Differentiating Between Concern, Care and The Fear of Upsetting People

Self-contemplation: Fear of people getting upset

All our life, we really think or at least don’t want to upset people around us. Concern and care is different from worry. We do have to take care of the feelings and emotions of people around us or generally any human being for that matter.

How many times do you think “Oh! I don’t want my spouse to get upset with me!” “If I say this, my sister would be really upset with me.” “Oh boy, if I miss today’s meeting, my boss would be very upset with me”.

All our life, we really think or at least don’t want to upset people around us. Concern and care is different from worry. We do have to take care of the feelings and emotions of people around us or generally any human being for that matter. But we do really get caught up with too many thoughts about what people’s reactions would be to our actions. There is fear of people’s reactions towards me.

This fear:

  • makes me anxious, nervous
  • makes me postpone decisions
  • avoid / neglect / go around
  • extremely worried and bothered
  • I suppress myself
  • I am uncomfortable
  • I don’t get motivated to do anything new
  • I lose my happiness

So why do I get this fear? What causes it?

This is because I am too concerned about others. When I am doing something beneficial and righteous (in the true sense, not something right in view), I have to let go of the fear and use my courage to go ahead and do it. I need not bother about people getting upset with me. It is okay. They will understand one day. Eventually they will get my point and pure intention.

I do what I have to do. If I keep holding my decisions or actions until the other person is pleased or approves, I can never be happy and peaceful, nor can I hope to accomplish anything worthwhile. I will be stuck up and can only describe my misery. For example, if I love doing social work on weekends and if my friends are upset with me because of my non-availability for a party or so, I can follow my heart and need not worry about people getting upset with me.

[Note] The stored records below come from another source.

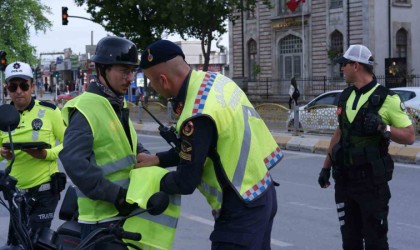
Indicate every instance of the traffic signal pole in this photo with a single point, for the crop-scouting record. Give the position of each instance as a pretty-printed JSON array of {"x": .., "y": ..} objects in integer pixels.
[
  {"x": 65, "y": 16},
  {"x": 2, "y": 88}
]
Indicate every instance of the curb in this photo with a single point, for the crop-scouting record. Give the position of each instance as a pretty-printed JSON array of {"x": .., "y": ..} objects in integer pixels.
[{"x": 400, "y": 153}]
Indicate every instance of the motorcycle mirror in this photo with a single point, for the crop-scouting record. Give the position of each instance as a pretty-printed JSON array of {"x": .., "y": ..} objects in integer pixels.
[
  {"x": 9, "y": 117},
  {"x": 158, "y": 203}
]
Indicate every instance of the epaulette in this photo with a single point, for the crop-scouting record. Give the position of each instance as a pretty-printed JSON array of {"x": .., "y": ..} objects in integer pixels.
[{"x": 47, "y": 104}]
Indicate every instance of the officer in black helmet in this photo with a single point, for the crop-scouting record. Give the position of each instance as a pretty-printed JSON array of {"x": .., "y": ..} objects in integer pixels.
[{"x": 100, "y": 144}]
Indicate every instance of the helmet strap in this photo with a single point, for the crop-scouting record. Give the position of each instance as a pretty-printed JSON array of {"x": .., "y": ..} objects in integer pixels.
[{"x": 101, "y": 69}]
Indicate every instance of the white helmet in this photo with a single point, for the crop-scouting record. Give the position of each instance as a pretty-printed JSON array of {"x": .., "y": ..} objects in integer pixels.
[{"x": 18, "y": 70}]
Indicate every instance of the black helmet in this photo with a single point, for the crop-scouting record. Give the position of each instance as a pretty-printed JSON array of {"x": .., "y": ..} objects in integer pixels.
[{"x": 116, "y": 50}]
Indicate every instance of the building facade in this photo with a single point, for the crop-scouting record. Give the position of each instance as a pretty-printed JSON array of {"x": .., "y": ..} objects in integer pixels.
[{"x": 269, "y": 46}]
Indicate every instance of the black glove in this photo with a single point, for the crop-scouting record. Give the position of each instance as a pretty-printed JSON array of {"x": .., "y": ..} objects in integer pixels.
[
  {"x": 324, "y": 177},
  {"x": 121, "y": 205},
  {"x": 373, "y": 124}
]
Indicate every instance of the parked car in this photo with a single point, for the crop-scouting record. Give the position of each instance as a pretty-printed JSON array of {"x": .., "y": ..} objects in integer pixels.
[
  {"x": 66, "y": 97},
  {"x": 410, "y": 96},
  {"x": 319, "y": 114}
]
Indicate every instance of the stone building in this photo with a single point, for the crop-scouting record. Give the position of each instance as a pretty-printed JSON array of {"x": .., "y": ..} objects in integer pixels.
[{"x": 268, "y": 46}]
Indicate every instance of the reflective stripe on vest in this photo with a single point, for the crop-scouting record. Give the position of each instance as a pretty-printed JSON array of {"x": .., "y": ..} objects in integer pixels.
[
  {"x": 212, "y": 88},
  {"x": 162, "y": 219},
  {"x": 35, "y": 133},
  {"x": 158, "y": 232},
  {"x": 115, "y": 161},
  {"x": 118, "y": 165}
]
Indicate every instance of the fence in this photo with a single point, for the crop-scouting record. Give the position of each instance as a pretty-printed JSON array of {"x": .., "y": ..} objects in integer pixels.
[{"x": 266, "y": 88}]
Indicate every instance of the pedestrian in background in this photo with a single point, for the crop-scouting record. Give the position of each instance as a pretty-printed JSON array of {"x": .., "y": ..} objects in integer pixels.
[
  {"x": 100, "y": 144},
  {"x": 226, "y": 150},
  {"x": 36, "y": 170},
  {"x": 369, "y": 116},
  {"x": 293, "y": 92}
]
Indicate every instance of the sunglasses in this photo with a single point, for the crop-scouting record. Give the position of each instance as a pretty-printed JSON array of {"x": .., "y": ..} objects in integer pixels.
[
  {"x": 347, "y": 62},
  {"x": 12, "y": 87}
]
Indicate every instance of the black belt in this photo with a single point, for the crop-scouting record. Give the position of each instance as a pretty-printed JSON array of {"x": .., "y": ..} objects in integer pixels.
[{"x": 43, "y": 187}]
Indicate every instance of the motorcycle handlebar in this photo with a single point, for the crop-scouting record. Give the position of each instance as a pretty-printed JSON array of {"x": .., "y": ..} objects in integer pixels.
[{"x": 130, "y": 235}]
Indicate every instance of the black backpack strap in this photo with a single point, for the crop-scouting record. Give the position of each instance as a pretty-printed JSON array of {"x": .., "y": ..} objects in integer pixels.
[
  {"x": 342, "y": 103},
  {"x": 377, "y": 98}
]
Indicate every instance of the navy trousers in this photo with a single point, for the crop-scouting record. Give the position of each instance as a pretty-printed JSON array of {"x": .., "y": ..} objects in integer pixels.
[{"x": 245, "y": 227}]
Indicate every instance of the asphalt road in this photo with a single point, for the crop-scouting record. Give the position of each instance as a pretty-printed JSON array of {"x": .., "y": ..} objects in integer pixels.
[{"x": 306, "y": 217}]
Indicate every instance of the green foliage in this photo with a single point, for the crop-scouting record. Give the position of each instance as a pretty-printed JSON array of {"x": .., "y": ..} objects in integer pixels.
[
  {"x": 145, "y": 21},
  {"x": 17, "y": 17}
]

Not always, one can explain the reasoning for one’s actions. One’s pure and good intentions cannot be understood sometimes by another. The other might not find sense in something that the other cherishes. Giving space to others is very essential, but if you are not given your space, stop worrying and feeling bad; go ahead and let time explain everything for you. I should also develop a ‘never mind’ attitude. It is necessary to free myself from all the above mentioned emotions of fear because fear steals peace.

However, this doesn’t mean that I become arrogant and mean in my behaviour. I do have to stay polite, firm and keep my mind undisturbed from these thoughts of people getting upset. I need to perform action with peace and love.

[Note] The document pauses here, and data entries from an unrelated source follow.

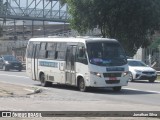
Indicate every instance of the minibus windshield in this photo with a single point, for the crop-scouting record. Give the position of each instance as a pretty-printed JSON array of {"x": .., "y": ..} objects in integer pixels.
[{"x": 106, "y": 53}]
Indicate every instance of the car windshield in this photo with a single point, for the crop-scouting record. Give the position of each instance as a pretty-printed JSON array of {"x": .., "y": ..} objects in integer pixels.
[
  {"x": 9, "y": 58},
  {"x": 106, "y": 53},
  {"x": 136, "y": 64}
]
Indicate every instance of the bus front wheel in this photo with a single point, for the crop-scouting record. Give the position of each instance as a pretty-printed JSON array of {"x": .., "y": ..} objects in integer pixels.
[
  {"x": 44, "y": 83},
  {"x": 81, "y": 85}
]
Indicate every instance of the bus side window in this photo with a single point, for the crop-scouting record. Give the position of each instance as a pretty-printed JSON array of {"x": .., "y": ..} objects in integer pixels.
[
  {"x": 42, "y": 52},
  {"x": 50, "y": 50},
  {"x": 60, "y": 51},
  {"x": 30, "y": 50},
  {"x": 81, "y": 55}
]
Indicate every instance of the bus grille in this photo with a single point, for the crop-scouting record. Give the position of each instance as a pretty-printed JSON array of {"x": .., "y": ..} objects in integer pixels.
[{"x": 112, "y": 74}]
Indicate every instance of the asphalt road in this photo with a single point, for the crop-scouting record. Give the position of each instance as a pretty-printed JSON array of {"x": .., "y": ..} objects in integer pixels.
[{"x": 136, "y": 96}]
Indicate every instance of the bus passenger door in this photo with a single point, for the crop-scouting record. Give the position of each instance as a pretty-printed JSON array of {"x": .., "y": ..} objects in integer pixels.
[
  {"x": 70, "y": 65},
  {"x": 34, "y": 65}
]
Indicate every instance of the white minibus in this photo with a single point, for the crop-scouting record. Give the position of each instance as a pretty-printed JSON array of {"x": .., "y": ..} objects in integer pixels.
[{"x": 83, "y": 62}]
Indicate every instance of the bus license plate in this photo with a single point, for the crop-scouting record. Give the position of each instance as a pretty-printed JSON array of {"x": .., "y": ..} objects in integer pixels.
[{"x": 112, "y": 78}]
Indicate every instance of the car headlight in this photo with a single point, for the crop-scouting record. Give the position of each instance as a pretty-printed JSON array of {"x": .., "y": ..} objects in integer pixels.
[
  {"x": 138, "y": 71},
  {"x": 6, "y": 62},
  {"x": 96, "y": 74}
]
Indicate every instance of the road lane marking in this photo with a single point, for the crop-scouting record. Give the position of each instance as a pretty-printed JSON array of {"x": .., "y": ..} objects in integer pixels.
[
  {"x": 15, "y": 76},
  {"x": 151, "y": 91}
]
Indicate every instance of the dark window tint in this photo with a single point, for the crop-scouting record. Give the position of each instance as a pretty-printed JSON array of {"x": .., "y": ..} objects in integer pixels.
[{"x": 30, "y": 50}]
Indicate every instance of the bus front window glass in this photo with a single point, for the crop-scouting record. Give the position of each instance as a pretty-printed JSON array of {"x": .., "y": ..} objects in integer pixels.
[{"x": 106, "y": 54}]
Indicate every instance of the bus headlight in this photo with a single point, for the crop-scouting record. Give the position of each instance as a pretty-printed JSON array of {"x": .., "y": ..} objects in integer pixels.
[{"x": 96, "y": 74}]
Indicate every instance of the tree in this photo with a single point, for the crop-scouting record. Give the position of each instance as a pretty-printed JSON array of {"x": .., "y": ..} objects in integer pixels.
[{"x": 132, "y": 22}]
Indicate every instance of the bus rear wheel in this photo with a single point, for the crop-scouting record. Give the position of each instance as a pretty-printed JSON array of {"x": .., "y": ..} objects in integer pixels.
[
  {"x": 44, "y": 83},
  {"x": 81, "y": 85},
  {"x": 117, "y": 89}
]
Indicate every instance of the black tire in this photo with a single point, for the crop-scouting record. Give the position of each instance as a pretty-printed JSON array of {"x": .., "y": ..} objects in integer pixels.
[
  {"x": 81, "y": 85},
  {"x": 5, "y": 68},
  {"x": 43, "y": 82},
  {"x": 130, "y": 77},
  {"x": 151, "y": 80},
  {"x": 117, "y": 89}
]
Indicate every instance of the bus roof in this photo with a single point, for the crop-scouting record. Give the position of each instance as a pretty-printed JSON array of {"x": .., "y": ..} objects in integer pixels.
[{"x": 72, "y": 39}]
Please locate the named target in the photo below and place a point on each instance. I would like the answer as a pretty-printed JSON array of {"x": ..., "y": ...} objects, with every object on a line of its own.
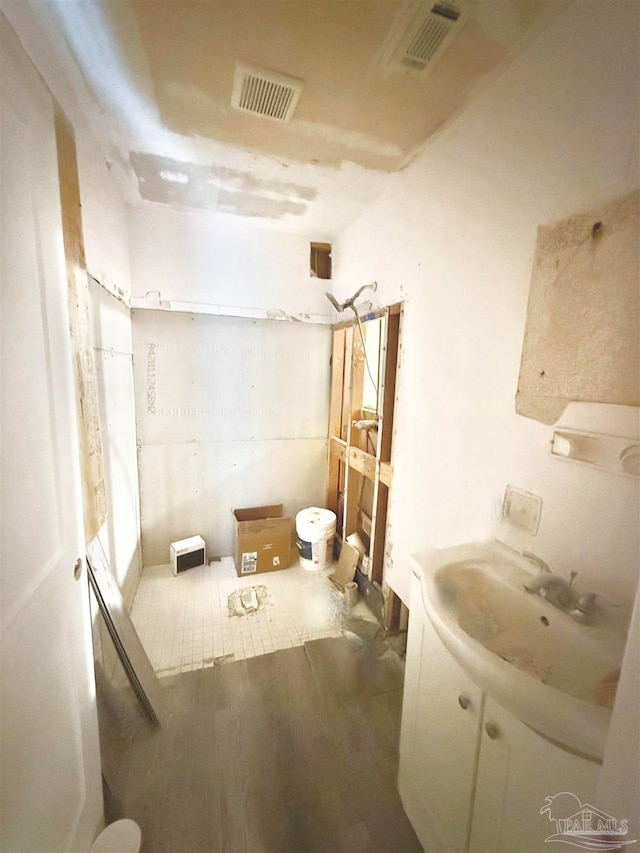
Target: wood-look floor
[{"x": 288, "y": 752}]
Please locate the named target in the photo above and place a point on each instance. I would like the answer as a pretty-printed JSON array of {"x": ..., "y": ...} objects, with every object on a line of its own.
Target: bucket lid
[
  {"x": 123, "y": 836},
  {"x": 316, "y": 515}
]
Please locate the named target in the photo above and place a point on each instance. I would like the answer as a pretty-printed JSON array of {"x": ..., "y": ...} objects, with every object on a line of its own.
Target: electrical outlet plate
[{"x": 522, "y": 509}]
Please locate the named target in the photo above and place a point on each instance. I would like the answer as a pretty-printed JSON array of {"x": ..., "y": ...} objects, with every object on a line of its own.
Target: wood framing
[{"x": 360, "y": 469}]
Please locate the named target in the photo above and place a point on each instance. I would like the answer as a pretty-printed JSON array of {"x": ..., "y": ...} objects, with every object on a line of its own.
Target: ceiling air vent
[
  {"x": 265, "y": 93},
  {"x": 421, "y": 36}
]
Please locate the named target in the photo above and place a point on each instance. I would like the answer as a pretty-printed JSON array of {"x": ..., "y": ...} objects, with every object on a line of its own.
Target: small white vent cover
[
  {"x": 265, "y": 93},
  {"x": 421, "y": 36}
]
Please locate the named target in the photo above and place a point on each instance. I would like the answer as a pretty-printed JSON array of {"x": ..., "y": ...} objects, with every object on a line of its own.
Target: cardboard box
[{"x": 262, "y": 540}]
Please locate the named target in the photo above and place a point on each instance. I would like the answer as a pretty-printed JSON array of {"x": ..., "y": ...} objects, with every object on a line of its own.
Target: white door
[{"x": 49, "y": 760}]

I understand and know ‘yes, this is going to upset him/her’ but I am going to do it anyway. I am true to myself and I do have to tolerate the consequences troubles, bad-name, comments, criticism, obstacles, upset-faces, silence reminding myself that the other person is ignorant of my intention and it is his/her weakness to believe that he/she can control people.

Some souls use it as a threat. They know that you will revert or change your mind if they show that they are upset with you, e.g. if the wife is upset with her husband’s decision and she persists being upset, eventually her husband might change his decision.

I am not here to please anyone. I have my own certain ambitions and goals in life. The truth is I cannot please others all the time. People may not like everything I do or speak. They may become upset or irritated with me, but it is not within my scope to go and make them feel better. I can change myself according to others but not to that extent that I lose my spiritual identity or uniqueness.

If I am on the verge of pleasing someone or my motto is to please someone constantly, hurt is guaranteed. No matter how much I do things in a proper way, people will still find something to complain about me. So shake it off, maintain focus and keep moving.

Reflection:

Who do you think will get upset with you the most?

What happens to you when you are with them?

Try to be fearless with that person and do one fearless act a week.